Mystery Number 248
– supplied by Bob Williams
Bob is pretty sure it is a D95A on the right of the photo but it would be interesting to know an approximate date, location, photographer or the identity of the Prince of Wales.
|Tom Robertson — 19-Feb-2018 9.36 AM|
|I think the location is Cambridge shed which officially closed in December 1935 after which visiting locos used the ex GER shed, so the date should be no later than that date.|
|Tom Robertson — 20-Feb-2018 10.15 AM|
|I‘ve since found a picture of Cambridge in “LMS Engine Sheds Volume One” by W A Camwell on page 237, but it is dated 1939. Thus it seems that it continued to be used for turning and stabling after official closure. This picture shows a PoW engine in a different position but the vehicle to the right in the same position as mystery 248 and I speculate that both pictures were taken on the same date.

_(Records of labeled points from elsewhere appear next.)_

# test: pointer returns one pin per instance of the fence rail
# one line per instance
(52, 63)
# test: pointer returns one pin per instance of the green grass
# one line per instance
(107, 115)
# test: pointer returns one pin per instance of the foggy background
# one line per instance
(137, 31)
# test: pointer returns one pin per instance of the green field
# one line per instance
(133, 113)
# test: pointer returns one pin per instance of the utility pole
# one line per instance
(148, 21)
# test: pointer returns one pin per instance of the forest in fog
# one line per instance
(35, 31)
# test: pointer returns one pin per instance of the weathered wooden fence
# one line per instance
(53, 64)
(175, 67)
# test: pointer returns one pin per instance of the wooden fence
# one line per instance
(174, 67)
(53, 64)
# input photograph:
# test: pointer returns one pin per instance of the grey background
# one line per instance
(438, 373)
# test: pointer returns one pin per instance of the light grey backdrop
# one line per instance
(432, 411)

A look at the Ordnance Survey for 1925 shows a very basic facility with no obvious arrangement for coaling. So any coaling might have been done direct from wagons or more likely was done at the parent shed which was Bletchley. The engine is also likely to be one of the Bletchley allocation. It makes me wonder what official closure actually meant. It seems that things continued pretty much as always. It is possible that staffing at this rather remote outpost was always minimal or even nil.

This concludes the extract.